Knights of Badassdom - Review

Seeking to get their doom metal-playing best friend (Ryan Kwanten) out of his funk of being dumped by his career-seeking girlfriend, and out of the castle where they all live in (?), an accidental millionaire (Steve Zahn) and his shroom-eating buddy (Peter Dinklage) shanghai him into a weekend of LARPing in the woods. The fantasy elements become real, however, when they inadvertently summon a succubus from a magic tome that they bought off of eBay. KNIGHTS OF BADASSDOM is a serviceable action-comedy, which turns into full-on horror once the night festivities begin, with a game cast (Dinklage having the most of the fun) and some impressive creature effects. Unfortunately, it's a bit hard to praise and/or decry it any further due to the extensive backstage problems the movie has suffered from. For you see, this theatrical cut was chopped up by the film's producers; director Joe Lynch has disowned the entire project because of this interference.
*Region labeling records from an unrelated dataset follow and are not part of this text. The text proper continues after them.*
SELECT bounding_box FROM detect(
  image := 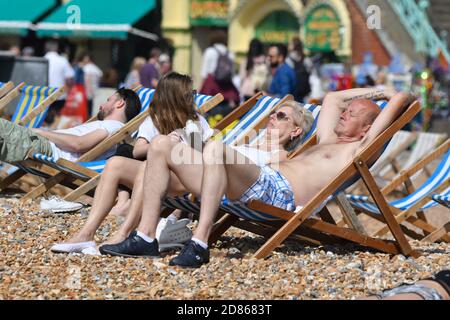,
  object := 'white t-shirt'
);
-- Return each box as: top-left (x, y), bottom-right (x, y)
top-left (231, 145), bottom-right (278, 167)
top-left (50, 120), bottom-right (124, 161)
top-left (137, 114), bottom-right (214, 142)
top-left (44, 51), bottom-right (75, 100)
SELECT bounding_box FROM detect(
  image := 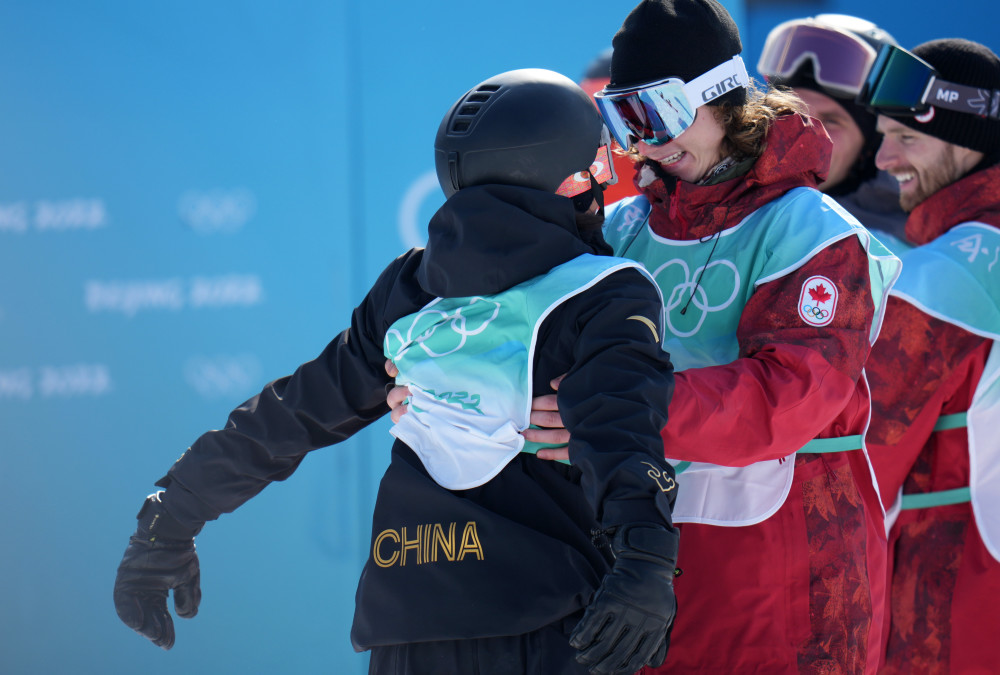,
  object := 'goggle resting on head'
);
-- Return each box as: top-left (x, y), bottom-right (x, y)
top-left (556, 126), bottom-right (618, 197)
top-left (857, 45), bottom-right (1000, 120)
top-left (594, 55), bottom-right (749, 150)
top-left (757, 18), bottom-right (878, 98)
Judging from what's giving in front of me, the most obvious dumb decision done by the money men is the splattering of red-black subtitles throughout it, often relaying nothing of note. I say that these lame texts are the fault of the producers because the film's flat ending is entirely slathered by them, causing the rushed epilogue to become the worst Powerpoint presentation ever to debut on the big screen and be printed for home viewing. Chances of the original cut popping up soon is very slim but honestly, there really is not much in this butchered feature to warrant it right now.


Tuesday, October 14, 2014

Horrors of October - Halloween II (#14)

Halloween II (1981)

Immediately starting at where the first film left off, Michael Myers is still alive and killing, while Dr. Loomis (Donald Pleasence) and the Haddonfield police force continue their search for the escaped mental patient turned town menace. Too bad they never checked the local hospital, where the small night shift crew are the only line of defense from Myers reaching an injured and sedated Laurie Strode (Jaime Lee Curtis). I gave it a second chance but I am still not a fan of this sequel to the slasher classic. Let me start off with the positives before I become a sour sport. The opening credits perfectly capture the picture's status and tone: A return to the world devised by John Carpenter and Debra Hill (the pumpkin head) but now heading towards a darker and more sinister atmosphere (the skull within). Rick Rosenthal does a fine job as Carpenter's replacement, capturing some impressive horror sights, even though the post-production troubles and some reshoots by Carpenter himself undermined his vision. The kills are very memorable (the "lift by scalpel" being the best) and the explosive ending/amazing final stunt gives the Myers saga a proper conclusion. Unfortunately, that's all the good will I can give because everything else is rubbish. Carpenter and Hill do the most damage with their dull horror script, where they overloaded the pages with a bunch of cheap jump scares, flat characters that all display severely idiotic behavior, pointless allusions to mythology, and sheer amounts of bad misfortunes. Then, they drop one of the stinkiest bombshells ever on film: Michael and Laurie are actually siblings. What a shitty twist, made worst because the film doesn't call any further attention to it; it's the equivalent of the "I have breast cancer" line from the good bad masterpiece THE ROOM. This stupid creative decision would later help lead the franchise into the crapper, with future installments fixating heavily on the convoluted gene pool of the Myers clan, including one where he's an incest rapist. Don't ask about that blight and don't bother with this sequel.


Nurse - Review

I have sit through several reboot misfires and Christian catastrophes this year but somehow, this extremely forgettable horror-thriller was my most painful watching experience of 2014 so far. I was severely thrashing in my seat and boiling over while partaking in this god awful abomination. Let's get the plot out first before I start my surgery: A working nurse (Paz de la Huerta) spends her evenings slumming through clubs, hoping to be approached by affair-seeking men before then murdering them for their cheating ways. But that plotline is immediately dropped off the roof, along with the first victim, and the story instead focuses on Huerta's obsession with her trainee (Katrina Bowden). Because, you see, FATAL ATTRACTION plus lesbian overtones equals tight pants and male lapdogs. So what's wrong with something that sounds like a normal exploitation movie? Answer #1: Paz de la Huerta. She is cancer, a eye-searing blight on the entire picture. She's supposed to be a total package; Venus incarnate, a master manipulator and an unhinged slasher all in the body of a model. Huerta is certainly none of that, nor can see even do the easy feat of sexily reading off a restaurant menu at one point. She's not an actor, she's an alien creature that needs to be killed by fire; we'll keep the Scarlett Johansson one, thank you. Every time she opens her mouth and monotones out an one-liner, you can hear the restless stirring of a million coffins in Hollywood. No amount of full frontal nudity can cover up her bottom of the barrel talent.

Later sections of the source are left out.